The answer depends on your goal -- often making something "reusable" takes more effort at the onset but of course, pays out later when reused -- provided of course, that it's truly reusable. Sometimes this ability is overrated ... IMO ...

The true answer to this will be answered as you write code -- when you find yourself saying, gee, I just wrote something like this last week.

My "toolbox" consists of string, math, network, database, file, logging, and a host of other "library" routines (assemblies, etc) that I can quickly include as a references. Of course, the key to making this a living library is to keep the code of these library items truly separate from the app/code being developed.

hope it helps ...


Solution:10

great question

  1. business object level caching
  2. my own custom authentication toolkit
  3. jquery selectors
  4. css for forms, tabs and ui elements
  5. encryption and hashing for passwords etc

altho I'm starting to replace my stuff with enterprise library - http://msdn.microsoft.com/en-us/library/cc467894.aspx - it at least gets improved up on over time and has way more eyes on it than my implementations


Solution:11

In .Net:

  • Extension methods that are not in .Net Framework (ForEach, AddRange, RemoveWhere, etc)
  • Switch.Type statement (for visitors)
  • Basic argument validation (Argument.EnsureNotNull)

That's almost all, various free libraries cover up the rest.


Solution:12

PKI authentication


Solution:13

My two:

  • Dependency injection code, so you can make it more testable; and not rely on a single implementation of a singleton.

  • Modular/Plugins functionality. It is also a great idea to make this mockable, so your client code can be tested without invoking a full-blown plugin system.

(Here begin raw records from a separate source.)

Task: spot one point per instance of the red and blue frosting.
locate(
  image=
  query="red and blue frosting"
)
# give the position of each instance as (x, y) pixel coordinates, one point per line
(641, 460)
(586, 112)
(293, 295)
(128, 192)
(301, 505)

There are several implementations of both, though sometimes you can't avoid writing your own. :(


Solution:14

Parsing classes

Date manipulation classes

messaging classes

validation classes


Solution:15

As a weary and disgruntled code maintainer, I would look at this questions differently: what code should the project require be used, to avoid seven* developers creating seven different solutions, which require seven modifications when something changes (after discovering that there are seven different solutions).

I guess most people look at reuse as an efficiency tool in initial development, and forget that it is also the key to efficient maintenance.

*I think there are only seven, but I am still in testing.


Solution:16

A Money class that can handle currency, distribution, arithmetic operations, and formatting.